Even though Sony decided to suspend using controversial copy-protection technology, consumers and network managers are still furious.

Antone Gonsalves

November 11, 2005

4 Min Read

Despite Sony BMG Music Entertainment's decision to stop using its controversial copy-protection technology, the anger generated by what one expert called "inept-ware" is unlikely to subside anytime soon.

Security experts believe that the world's second largest music label failed to see the ramifications when it chose to install the software without first seeking permission from PC users, and then using technology called a "rootkit" to hide its presence. The software came with 20 music CDs sold by Sony BMG.

But some customers of the record company and its parent, Sony Corp., were far less forgiving.

"I am personally making it a policy of mine that from this point on, Sony won't be able to sell me anything," Dennis Barr, Kansas City, Mo., said. "My family has a PS2 (PlayStation 2) plus some games, and I have a Sony CD player in my stereo rack. But no more -- no Sony music, no Sony appliances, no Sony gadgets of any kind. They've lost my business for life, because they were too damn dumb to realize just what they were doing."

Besides the hit Sony has taken among customers, its brand appears to have also been tainted.

"I don't condone piracy, but the unbridled greed of Sony is disgusting," Michael King, Salinas, Calif., said. "They are saying what the others (record companies) think - they own the information forever, even if you buy it, and have the unlimited right to control the information, including its use no matter what or where."

While not under-playing the seriousness of Sony's technology, which hackers have exploited in an attempt to hide malicous software, security experts believe the company made a bad decision in trying to do something right, which is protect its property.

Graham Cluley, senior technology consultant for Sophos Plc, called the technology, which was developed by U.K.-based First4Internet, "inept-ware."

"I don't think it was malicious in its intent," Cluley said.

However, a poll of systems administrators by Sophos found a far stronger opinion, which Cluley called "typical." "Sony are dirty, rotten scumbags for secretly installing their crap on people's computers," a respondent said. "These big media giants are going the way of the dinosaur, and not all the copy protection in the universe will save them."

As more music is available on the Web, much of it illegally through file-sharing networks, record companies have become more aggressive in finding technology to protect their property. Indeed, Sony BMG was unapologetic in its mission to use anti-piracy technology.

"(It) is an important tool to protect our intellectual property rights and those of our artists," the company said Friday.

In the case of the latest technology, however, the tool was misused.

"They aimed at the pirates, and in the process managed to shoot themselves in the foot," Cluley said.

F-Secure Corp. spoke with Sony in October to try to dissuade the company from using the rootkit, Travis Witteveen, vice president of the security vendor's North American operations, said.
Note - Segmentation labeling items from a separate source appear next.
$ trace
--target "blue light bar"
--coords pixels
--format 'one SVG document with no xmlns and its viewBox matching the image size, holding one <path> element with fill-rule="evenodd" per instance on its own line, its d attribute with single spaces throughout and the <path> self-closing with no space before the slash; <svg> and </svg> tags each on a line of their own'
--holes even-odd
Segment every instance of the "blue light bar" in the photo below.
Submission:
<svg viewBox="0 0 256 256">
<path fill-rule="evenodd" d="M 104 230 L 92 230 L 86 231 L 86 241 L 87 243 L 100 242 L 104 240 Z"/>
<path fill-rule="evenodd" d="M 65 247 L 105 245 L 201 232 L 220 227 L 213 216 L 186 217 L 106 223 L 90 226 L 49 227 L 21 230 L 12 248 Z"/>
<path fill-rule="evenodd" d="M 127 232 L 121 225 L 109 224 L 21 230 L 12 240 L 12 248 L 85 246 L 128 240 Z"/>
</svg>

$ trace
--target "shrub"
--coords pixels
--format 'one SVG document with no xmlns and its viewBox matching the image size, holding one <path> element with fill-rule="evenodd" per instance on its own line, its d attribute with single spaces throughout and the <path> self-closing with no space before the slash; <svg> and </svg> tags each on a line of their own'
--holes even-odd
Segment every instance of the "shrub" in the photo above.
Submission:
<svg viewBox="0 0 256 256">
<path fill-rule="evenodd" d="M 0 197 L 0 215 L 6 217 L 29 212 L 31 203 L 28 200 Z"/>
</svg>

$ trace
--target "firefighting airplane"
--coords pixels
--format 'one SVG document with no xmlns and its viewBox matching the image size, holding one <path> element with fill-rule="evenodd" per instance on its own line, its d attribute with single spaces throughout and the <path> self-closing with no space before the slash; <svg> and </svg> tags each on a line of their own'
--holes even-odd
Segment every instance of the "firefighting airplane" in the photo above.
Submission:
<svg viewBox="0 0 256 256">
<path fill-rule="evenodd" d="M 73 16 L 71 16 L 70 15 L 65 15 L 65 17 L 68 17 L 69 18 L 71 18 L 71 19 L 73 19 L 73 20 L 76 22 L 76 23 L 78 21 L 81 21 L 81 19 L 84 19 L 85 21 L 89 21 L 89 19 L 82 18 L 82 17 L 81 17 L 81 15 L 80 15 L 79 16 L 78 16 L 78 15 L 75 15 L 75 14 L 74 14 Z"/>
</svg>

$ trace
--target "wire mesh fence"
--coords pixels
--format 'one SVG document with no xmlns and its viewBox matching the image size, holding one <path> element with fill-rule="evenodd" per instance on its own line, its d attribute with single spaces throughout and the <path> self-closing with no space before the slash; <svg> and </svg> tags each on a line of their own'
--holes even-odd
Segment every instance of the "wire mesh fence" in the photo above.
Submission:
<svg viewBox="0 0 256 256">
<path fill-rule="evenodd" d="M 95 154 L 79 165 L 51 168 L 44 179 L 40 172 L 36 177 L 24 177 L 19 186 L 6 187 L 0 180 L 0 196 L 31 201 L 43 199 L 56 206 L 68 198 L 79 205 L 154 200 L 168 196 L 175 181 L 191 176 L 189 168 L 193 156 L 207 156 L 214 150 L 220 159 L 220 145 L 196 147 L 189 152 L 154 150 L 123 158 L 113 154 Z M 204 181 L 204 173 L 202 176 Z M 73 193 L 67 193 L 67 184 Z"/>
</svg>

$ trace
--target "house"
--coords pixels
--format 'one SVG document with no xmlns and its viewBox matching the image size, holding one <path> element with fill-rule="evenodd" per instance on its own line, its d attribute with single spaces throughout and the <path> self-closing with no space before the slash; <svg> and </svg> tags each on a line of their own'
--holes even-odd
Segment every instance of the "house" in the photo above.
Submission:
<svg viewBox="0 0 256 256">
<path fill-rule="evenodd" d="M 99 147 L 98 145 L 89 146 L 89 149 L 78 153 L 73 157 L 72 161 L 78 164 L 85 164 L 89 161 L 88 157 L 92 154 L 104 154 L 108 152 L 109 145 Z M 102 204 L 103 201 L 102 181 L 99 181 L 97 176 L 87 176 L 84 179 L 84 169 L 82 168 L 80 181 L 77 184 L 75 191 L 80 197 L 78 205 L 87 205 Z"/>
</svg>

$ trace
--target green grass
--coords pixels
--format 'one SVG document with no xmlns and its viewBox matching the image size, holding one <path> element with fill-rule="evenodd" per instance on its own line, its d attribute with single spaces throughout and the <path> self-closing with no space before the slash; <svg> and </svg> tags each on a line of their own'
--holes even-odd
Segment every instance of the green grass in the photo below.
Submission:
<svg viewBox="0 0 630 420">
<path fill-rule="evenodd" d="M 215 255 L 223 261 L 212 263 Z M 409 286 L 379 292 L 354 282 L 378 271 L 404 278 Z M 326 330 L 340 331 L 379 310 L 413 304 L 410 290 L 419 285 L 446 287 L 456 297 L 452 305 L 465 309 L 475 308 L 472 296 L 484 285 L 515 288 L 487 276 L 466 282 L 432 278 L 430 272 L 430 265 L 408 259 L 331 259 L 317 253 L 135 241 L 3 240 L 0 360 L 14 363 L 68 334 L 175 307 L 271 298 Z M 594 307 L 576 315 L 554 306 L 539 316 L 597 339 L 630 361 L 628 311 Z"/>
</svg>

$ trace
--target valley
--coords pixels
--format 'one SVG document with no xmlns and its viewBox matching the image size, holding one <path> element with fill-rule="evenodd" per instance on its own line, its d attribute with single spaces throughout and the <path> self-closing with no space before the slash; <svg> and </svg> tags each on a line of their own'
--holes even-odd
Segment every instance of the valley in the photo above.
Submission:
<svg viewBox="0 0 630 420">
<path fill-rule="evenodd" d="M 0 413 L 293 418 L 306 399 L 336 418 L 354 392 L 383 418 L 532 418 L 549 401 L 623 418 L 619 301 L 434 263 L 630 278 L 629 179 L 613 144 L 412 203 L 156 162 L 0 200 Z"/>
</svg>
The result was a patch Sony BMG recently offered to remove the technology's cloaking ability.

"We worked together with Sony to have them change their methodology," Witteveen said.

Unlike Apple Computer Inc., which protects music downloads by only allowing them to be played in its own iTunes software, Sony is dealing with protecting music played on devices that are out of its control.
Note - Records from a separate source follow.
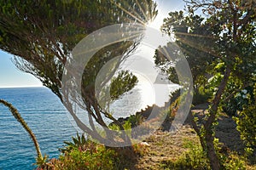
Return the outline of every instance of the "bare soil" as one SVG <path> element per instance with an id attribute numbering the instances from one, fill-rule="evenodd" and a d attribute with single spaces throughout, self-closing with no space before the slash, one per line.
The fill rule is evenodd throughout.
<path id="1" fill-rule="evenodd" d="M 207 109 L 207 105 L 204 104 L 193 108 L 192 111 L 202 115 Z M 221 114 L 216 129 L 216 137 L 224 144 L 225 150 L 242 154 L 244 144 L 236 128 L 236 122 L 231 117 Z M 135 166 L 136 169 L 163 169 L 161 167 L 163 162 L 178 159 L 188 150 L 183 144 L 186 140 L 199 144 L 199 139 L 189 123 L 183 125 L 175 133 L 157 131 L 145 140 L 149 146 L 139 157 Z"/>

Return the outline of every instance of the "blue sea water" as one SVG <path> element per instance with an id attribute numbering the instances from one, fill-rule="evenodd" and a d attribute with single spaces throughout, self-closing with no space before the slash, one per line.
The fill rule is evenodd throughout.
<path id="1" fill-rule="evenodd" d="M 60 99 L 46 88 L 0 88 L 0 99 L 13 104 L 35 133 L 43 154 L 58 157 L 63 141 L 77 129 Z M 34 169 L 32 141 L 9 110 L 0 105 L 0 169 Z"/>

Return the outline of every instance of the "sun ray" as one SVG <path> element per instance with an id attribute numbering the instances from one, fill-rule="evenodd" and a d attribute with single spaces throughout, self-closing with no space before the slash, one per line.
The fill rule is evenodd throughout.
<path id="1" fill-rule="evenodd" d="M 141 23 L 143 25 L 145 25 L 145 22 L 143 20 L 140 20 L 136 15 L 134 15 L 133 14 L 131 14 L 131 12 L 129 12 L 128 10 L 126 10 L 125 8 L 124 8 L 120 4 L 118 4 L 117 3 L 113 2 L 113 0 L 111 0 L 111 3 L 113 3 L 113 4 L 115 4 L 118 8 L 119 8 L 121 10 L 123 10 L 124 12 L 125 12 L 127 14 L 129 14 L 130 16 L 131 16 L 136 20 L 137 20 L 139 23 Z M 135 13 L 135 14 L 137 14 L 137 13 Z"/>

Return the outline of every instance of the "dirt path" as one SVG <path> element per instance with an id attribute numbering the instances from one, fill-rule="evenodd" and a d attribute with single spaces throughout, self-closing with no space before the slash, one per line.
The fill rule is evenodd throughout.
<path id="1" fill-rule="evenodd" d="M 193 109 L 193 111 L 203 114 L 207 105 L 201 105 Z M 227 150 L 241 153 L 244 145 L 240 139 L 239 133 L 236 128 L 236 122 L 231 117 L 222 114 L 218 118 L 218 126 L 216 129 L 216 137 L 223 143 Z M 187 149 L 183 142 L 191 140 L 198 142 L 199 139 L 189 124 L 181 127 L 174 134 L 167 132 L 158 131 L 145 142 L 149 144 L 148 150 L 138 160 L 137 169 L 162 169 L 162 163 L 170 160 L 177 160 Z"/>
"They were trying a different way to solve the same problem (copy-protection)," Witteveen said. "But (the methodology) was not being relayed to the security industry, and they didn't understand the consequences of their action."

The anger toward Sony was probably the result of people being taken off guard by a security threat coming from a record company, a security expert said.

"People didn't really expect a large, legitimate -- not questionable -- company like Sony to use something that hid itself from the computer user," Jon Orbeton, senior security analyst for Zone Labs LLC, said. "Given the press, (record) companies will take a good look at Sony. They'll learn from this incident that if you're going to install copy-protection, than you need to do it in a way that's upfront."